Quelle curieuse alliance d’ailleurs, ironise die Welt. Dans une étrange harmonie, les représentants syndicaux se rallient à l’investisseur américain Blackstone pour éjecter le grand patron. Une alliance qui ne durera certainement pas longtemps, poursuit le quotidien, car les motifs des syndicats et de ceux que Franz Müntefering qualifiait autrefois de « sauterelles rapaces » sont fondamentalement opposés. Si les syndicats ne veulent plus de dégraissages radicaux, l’américain lui en veut encore plus pour faire remonter durablement la valeur de ses actions.
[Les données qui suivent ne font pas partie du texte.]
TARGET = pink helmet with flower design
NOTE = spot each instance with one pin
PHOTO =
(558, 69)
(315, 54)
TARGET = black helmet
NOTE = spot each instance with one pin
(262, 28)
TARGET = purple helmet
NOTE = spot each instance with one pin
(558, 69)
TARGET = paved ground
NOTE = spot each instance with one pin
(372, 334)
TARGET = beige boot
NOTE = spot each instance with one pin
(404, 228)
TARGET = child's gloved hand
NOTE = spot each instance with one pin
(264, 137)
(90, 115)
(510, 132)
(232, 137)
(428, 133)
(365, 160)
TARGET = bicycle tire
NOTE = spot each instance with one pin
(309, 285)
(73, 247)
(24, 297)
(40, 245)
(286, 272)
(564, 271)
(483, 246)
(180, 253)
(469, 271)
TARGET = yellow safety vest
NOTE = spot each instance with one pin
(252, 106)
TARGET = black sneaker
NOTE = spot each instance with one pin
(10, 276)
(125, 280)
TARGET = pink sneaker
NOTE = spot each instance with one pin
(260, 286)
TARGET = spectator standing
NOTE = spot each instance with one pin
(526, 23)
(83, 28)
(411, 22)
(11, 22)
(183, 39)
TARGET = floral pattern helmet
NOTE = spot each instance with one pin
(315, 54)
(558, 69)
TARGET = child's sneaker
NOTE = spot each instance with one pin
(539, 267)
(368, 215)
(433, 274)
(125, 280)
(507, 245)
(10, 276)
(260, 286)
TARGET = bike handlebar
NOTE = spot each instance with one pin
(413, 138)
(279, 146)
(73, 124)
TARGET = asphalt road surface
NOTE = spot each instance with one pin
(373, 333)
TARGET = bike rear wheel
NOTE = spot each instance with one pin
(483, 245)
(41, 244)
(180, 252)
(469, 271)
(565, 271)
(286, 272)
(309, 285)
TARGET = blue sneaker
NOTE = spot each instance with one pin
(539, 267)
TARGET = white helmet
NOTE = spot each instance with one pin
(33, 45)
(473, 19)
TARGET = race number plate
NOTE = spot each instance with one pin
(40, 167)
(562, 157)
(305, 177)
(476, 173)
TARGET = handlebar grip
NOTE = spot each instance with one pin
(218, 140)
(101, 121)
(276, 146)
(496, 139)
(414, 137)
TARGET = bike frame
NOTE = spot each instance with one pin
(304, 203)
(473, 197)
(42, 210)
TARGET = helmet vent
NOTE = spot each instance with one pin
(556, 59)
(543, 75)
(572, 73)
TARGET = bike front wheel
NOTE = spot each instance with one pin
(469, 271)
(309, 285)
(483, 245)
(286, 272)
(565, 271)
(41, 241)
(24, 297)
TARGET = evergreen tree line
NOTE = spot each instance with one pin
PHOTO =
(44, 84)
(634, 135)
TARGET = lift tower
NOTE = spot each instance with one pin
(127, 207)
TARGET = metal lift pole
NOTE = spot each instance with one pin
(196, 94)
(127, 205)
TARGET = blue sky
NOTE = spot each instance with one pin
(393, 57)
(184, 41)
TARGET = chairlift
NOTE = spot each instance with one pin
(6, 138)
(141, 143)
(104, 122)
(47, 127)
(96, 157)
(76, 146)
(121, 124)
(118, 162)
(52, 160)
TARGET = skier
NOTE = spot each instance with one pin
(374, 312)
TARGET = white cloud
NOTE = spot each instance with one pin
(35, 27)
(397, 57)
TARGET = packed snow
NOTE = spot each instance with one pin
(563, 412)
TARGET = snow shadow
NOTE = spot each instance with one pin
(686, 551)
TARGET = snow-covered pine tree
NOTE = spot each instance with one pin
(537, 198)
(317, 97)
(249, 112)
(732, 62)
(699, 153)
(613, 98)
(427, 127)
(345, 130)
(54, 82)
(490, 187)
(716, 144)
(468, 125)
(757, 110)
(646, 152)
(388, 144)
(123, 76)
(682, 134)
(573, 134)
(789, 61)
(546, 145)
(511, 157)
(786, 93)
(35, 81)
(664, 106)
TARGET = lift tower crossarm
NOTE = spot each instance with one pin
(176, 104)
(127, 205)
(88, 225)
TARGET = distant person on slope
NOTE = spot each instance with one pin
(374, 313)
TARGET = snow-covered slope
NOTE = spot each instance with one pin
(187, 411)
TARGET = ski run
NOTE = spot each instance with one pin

Il est vrai que c’était « Mission impossible » pour Kai-Uwe Ricke, relève le Financial Times Deutschland. Chargé à la fois de relever le cours de l’action, de s’imposer à l’international et de tenir tête à une concurrence acharnée sur le marché intérieur, il n’avait pourtant pas le droit d’utiliser l’arme des licenciements économiques pour supprimer des dizaines de milliers d’emplois surnuméraires.
L’héritage est lourd, souligne de son côté la Frankfurter Allgemeine Zeitung. Mais René Obermann a démontré à la tête de la filiale de téléphonie mobile du géant allemand des télécoms qu’il possède les qualités requises pour poursuivre le travail entamé. Ce choix incarne aussi une solution allemande dans une entreprise qui appartient encore pour les deux tiers à l’état allemand et qui réalise plus de la moitié de son chiffre d’affaires en Allemagne.
C’est que ce n’est pas si facile de donner à un ancien monopoliste étatique le profil d’entreprise de marché, relève la Süddeutsche Zeitung. Certes, il est bon que l’Etat se retire partout où il n’est plus nécessaire. Mais cela ne peut pas se faire du jour au lendemain et surtout, ce désengagement doit s’accomplir de manière conséquente. Les télécoms allemandes accomplissent aujourd’hui une telle étape : un nouveau patron arrive. L’Etat se retire un peu plus. Les investisseurs privés prennent le pouvoir. Certes, ils ne pilleront pas l’entreprise comme des sauterelles rapaces, mais ils vont la transformer. Plus rapidement que jusqu’ici, conclut le quotidien.